The company hopes to schedule a session with the FDA during July to discuss the data that the FDA would require in an application under the program, said Yakov Kogan, Cleveland BioLabs’ chief executive officer, during a conference call Tuesday. The company then expects it would take several months to prepare that application.
“There is a lot of value in [Cleveland BioLabs] that has not yet been realized,” Kogan said.
In the interim, Cleveland BioLabs trimmed its operating loss to $3 million during the fourth quarter, almost half the $5.6 million in operating losses it absorbed a year earlier. The company reduced its research and development spending by 17 percent to $4.6 million, mainly because it completed a costly study on its Entolimod drug as a radiation sickness treatment on nonhuman primates.
The company’s revenues jumped by 79 percent to $3.9 million from $2.2 million as the company brought in additional developmental funding from the Russian Federation and the U.S. Defense Department.
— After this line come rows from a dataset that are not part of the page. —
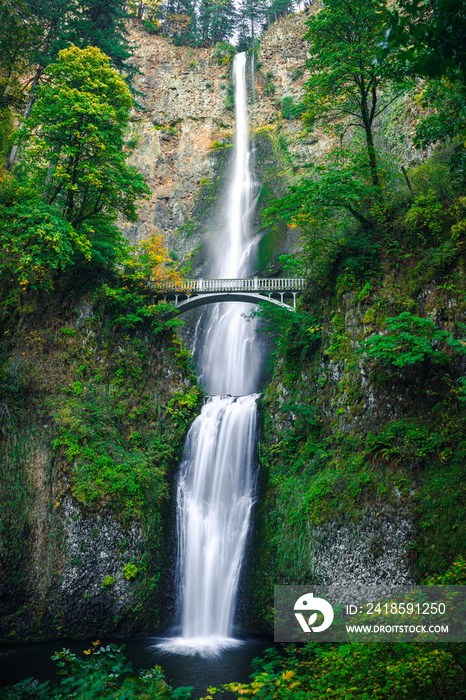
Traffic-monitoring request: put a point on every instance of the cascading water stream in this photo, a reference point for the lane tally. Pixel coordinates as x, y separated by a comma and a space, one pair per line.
216, 483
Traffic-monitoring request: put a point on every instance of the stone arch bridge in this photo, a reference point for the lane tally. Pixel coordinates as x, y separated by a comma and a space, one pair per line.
192, 293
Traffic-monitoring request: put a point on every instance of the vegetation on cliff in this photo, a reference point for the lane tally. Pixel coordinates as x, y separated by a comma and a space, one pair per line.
365, 417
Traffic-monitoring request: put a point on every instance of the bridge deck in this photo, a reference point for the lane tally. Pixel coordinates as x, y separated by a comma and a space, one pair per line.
249, 284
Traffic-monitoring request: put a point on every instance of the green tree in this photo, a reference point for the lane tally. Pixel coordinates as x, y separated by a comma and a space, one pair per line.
59, 23
216, 20
75, 150
19, 39
428, 37
252, 18
346, 81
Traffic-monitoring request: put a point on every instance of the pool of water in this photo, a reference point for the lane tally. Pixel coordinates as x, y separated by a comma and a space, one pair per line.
20, 661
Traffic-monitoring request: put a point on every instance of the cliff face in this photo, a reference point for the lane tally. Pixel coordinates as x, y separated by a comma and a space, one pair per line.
94, 424
183, 132
182, 113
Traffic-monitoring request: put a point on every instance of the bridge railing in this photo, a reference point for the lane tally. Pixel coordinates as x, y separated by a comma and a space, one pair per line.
250, 284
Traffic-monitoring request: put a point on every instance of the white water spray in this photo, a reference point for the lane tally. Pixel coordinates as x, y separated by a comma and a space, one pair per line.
216, 483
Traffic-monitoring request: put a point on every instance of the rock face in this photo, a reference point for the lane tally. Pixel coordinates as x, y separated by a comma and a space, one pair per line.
182, 133
76, 558
183, 112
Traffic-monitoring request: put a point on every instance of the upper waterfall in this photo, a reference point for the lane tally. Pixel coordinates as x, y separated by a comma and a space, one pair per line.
217, 477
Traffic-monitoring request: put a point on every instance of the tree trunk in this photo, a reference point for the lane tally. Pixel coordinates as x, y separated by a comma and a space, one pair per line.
27, 110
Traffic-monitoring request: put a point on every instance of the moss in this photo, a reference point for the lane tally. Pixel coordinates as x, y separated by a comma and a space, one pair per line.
99, 417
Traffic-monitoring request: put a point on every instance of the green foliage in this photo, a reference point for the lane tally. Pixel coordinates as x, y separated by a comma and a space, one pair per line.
76, 156
269, 87
103, 672
409, 340
439, 500
290, 110
37, 243
454, 576
109, 436
424, 220
346, 80
130, 571
428, 37
345, 672
298, 333
404, 442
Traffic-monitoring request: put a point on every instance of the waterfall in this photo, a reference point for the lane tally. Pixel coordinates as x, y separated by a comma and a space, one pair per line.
216, 483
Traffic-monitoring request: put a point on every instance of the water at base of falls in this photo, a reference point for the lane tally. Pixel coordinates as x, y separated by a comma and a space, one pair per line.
216, 484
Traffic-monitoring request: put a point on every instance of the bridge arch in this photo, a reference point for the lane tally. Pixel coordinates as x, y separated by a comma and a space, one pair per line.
193, 302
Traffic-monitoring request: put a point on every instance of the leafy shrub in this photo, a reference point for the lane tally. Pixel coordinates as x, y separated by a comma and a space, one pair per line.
424, 220
224, 53
290, 110
409, 340
130, 571
350, 671
104, 672
404, 442
432, 176
269, 87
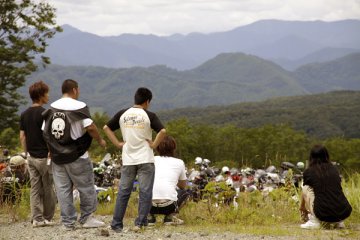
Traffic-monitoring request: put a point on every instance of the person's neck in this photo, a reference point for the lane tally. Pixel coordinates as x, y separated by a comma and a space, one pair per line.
66, 95
143, 106
37, 104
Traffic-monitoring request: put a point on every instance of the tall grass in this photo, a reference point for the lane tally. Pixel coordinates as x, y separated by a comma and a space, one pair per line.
279, 207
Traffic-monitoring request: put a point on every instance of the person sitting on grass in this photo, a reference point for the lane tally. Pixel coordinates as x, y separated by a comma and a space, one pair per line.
323, 201
170, 173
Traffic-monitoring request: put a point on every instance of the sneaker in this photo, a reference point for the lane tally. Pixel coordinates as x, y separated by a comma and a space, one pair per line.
68, 227
117, 230
172, 220
136, 228
92, 222
151, 220
49, 222
339, 225
313, 223
38, 223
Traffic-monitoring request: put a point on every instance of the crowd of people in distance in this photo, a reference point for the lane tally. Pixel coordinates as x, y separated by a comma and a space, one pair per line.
56, 160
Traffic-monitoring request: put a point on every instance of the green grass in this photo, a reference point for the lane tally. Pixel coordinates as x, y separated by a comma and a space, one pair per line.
274, 214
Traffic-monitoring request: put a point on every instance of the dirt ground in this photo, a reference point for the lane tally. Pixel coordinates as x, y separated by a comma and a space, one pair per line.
24, 230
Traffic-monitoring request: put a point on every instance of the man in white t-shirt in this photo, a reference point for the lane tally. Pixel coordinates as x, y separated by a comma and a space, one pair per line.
136, 125
170, 174
68, 131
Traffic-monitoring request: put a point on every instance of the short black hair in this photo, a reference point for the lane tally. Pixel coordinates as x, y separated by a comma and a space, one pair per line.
68, 86
167, 147
142, 95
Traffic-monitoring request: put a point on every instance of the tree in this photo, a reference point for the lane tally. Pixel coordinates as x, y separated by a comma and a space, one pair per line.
25, 26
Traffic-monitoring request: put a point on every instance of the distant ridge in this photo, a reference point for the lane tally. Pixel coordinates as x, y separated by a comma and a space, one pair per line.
226, 79
286, 42
333, 114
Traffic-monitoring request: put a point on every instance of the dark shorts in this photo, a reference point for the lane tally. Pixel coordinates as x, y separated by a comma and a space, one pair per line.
173, 207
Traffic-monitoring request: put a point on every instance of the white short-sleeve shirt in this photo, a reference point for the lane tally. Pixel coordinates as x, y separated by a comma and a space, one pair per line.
168, 171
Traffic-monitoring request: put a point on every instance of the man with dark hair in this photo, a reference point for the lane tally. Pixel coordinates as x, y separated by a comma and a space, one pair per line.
170, 173
68, 131
34, 146
136, 125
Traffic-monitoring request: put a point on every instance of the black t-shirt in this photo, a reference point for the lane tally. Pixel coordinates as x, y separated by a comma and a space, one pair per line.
155, 123
30, 122
330, 204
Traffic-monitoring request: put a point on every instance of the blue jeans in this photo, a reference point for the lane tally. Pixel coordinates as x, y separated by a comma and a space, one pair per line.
42, 194
78, 174
145, 173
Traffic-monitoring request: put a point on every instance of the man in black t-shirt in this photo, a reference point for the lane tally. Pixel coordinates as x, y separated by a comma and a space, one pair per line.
34, 146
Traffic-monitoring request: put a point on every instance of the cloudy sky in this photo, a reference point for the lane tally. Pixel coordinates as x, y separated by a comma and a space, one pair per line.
166, 17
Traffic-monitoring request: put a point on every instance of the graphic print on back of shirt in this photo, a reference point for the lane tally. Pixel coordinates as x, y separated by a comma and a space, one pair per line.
134, 121
58, 125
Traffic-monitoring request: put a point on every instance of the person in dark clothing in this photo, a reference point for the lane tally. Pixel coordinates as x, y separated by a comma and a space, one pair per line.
323, 199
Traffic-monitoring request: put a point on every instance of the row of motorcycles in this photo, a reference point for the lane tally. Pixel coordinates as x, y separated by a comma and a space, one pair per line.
202, 176
240, 180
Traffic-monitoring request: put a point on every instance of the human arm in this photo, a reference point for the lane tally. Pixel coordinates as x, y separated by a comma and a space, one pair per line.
22, 137
159, 137
112, 137
181, 184
94, 133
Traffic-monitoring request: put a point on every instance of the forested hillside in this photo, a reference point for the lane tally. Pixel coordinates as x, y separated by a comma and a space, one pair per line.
289, 43
226, 79
322, 115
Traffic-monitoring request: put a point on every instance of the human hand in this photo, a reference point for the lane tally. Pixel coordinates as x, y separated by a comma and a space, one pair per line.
120, 145
102, 143
151, 143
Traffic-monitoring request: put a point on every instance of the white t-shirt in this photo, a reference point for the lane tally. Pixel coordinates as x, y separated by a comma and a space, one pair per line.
136, 127
168, 171
78, 127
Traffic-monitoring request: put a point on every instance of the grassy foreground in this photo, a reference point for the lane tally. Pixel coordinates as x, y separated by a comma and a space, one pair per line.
275, 214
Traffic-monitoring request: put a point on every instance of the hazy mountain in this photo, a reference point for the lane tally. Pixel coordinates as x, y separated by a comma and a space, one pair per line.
342, 73
280, 41
333, 114
225, 79
322, 55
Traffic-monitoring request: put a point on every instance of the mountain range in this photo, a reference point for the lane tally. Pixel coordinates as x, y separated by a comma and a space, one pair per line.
290, 44
225, 79
324, 115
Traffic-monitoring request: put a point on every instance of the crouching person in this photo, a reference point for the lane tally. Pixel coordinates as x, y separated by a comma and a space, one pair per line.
169, 174
323, 202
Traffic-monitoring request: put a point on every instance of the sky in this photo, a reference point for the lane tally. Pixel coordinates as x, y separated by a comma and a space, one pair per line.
166, 17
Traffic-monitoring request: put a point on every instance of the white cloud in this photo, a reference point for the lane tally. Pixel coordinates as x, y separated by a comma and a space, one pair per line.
164, 17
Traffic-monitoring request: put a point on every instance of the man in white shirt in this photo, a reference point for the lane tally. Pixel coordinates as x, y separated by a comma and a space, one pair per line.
68, 131
170, 173
136, 125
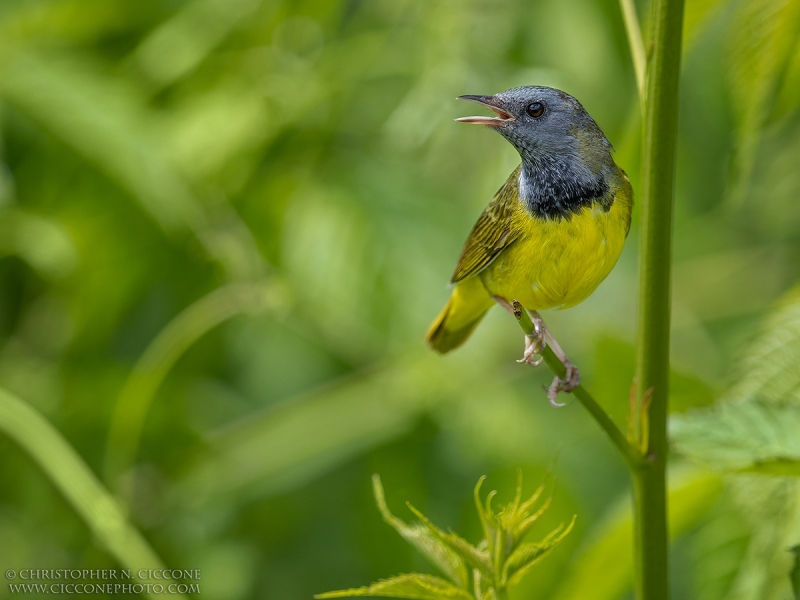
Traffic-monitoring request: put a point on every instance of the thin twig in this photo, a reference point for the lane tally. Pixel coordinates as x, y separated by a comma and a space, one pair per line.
628, 451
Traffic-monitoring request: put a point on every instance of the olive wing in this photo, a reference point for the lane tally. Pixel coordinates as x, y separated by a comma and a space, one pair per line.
493, 232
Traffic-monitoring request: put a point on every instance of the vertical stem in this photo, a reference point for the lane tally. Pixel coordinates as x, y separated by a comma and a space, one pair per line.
636, 44
660, 134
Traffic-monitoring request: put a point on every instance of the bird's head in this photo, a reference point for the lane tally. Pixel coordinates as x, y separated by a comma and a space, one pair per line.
542, 122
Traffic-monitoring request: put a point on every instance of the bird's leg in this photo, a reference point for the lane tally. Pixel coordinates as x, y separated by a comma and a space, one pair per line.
572, 378
535, 342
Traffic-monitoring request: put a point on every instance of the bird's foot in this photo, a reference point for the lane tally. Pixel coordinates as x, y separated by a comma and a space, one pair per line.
571, 380
535, 343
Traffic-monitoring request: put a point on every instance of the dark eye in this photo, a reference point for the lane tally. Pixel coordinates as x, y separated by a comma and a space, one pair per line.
536, 109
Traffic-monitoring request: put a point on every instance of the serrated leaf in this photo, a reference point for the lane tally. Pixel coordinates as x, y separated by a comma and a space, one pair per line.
471, 555
741, 436
771, 507
763, 34
414, 586
419, 536
527, 555
770, 365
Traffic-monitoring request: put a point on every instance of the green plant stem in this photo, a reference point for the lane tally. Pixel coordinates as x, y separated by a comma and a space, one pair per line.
636, 44
631, 455
650, 424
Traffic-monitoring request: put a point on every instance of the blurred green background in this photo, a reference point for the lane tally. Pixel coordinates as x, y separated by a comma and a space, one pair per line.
226, 224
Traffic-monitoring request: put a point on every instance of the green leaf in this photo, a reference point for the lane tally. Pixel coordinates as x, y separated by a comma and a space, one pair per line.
603, 570
771, 507
473, 556
487, 522
763, 34
753, 436
757, 430
277, 451
414, 585
769, 369
527, 555
75, 480
422, 539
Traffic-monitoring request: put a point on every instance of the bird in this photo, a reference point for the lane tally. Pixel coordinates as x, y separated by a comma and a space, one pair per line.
553, 231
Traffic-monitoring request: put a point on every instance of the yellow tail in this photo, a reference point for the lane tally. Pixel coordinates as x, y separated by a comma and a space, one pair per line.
462, 313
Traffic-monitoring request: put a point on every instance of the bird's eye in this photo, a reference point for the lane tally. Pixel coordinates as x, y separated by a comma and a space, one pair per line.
535, 109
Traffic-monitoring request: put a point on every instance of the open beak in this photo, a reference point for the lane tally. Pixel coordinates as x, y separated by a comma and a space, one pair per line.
501, 120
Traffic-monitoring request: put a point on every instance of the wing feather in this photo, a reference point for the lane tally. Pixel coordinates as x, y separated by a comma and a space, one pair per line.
493, 232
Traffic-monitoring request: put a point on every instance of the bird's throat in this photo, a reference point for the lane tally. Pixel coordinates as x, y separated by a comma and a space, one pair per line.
556, 187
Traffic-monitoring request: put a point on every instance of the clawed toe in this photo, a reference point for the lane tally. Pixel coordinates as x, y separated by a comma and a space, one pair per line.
534, 346
571, 380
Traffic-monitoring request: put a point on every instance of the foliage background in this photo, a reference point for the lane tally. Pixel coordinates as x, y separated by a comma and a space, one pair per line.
241, 214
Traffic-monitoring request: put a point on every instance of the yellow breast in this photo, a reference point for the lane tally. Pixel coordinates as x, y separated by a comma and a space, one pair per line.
559, 262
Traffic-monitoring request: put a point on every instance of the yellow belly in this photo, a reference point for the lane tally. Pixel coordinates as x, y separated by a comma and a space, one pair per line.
558, 263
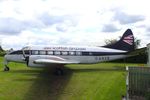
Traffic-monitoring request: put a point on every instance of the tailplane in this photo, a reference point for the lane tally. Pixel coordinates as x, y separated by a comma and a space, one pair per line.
126, 42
The company had about $16.8 million in cash in mid-January, including the $10.4 million in cash that was on its books at the end of last year and the $6.4 million it raised early this year through a stock sale to a pair of institutional investors. That cash should be enough to fund the company’s operations into the first quarter of next year, said Neil Lyons, the company’s chief executive officer.
The company is expected to burn through cash at a pace of $1.1 million to $1.2 million a month throughout this year, excluding spending at its Russian subsidiaries that are working on developing cancer drug development, and at a $1.7 million to $1.8 million monthly pace at all of its operations, including the Russian ventures, Lyons said.
Cleveland BioLabs’ shares dropped 4 cents on Tuesday, to close at 68 cents, and the company said it has received a warning letter from the Nasdaq Capital Market that it has fallen short of the listing requirement that it maintain a share price of at least $1.
The company, whose shares plunged below the $1 level after disclosing the failure of the federal funding negotiations in late January, has 180 days to bring its share price above $1 or it could face a de-listing that would force its shares to trade on a less prominent exchange. The company also could seek a further extension of 180 additional days if its share price has not risen sufficiently after the initial 180 day period expires, Lyons said.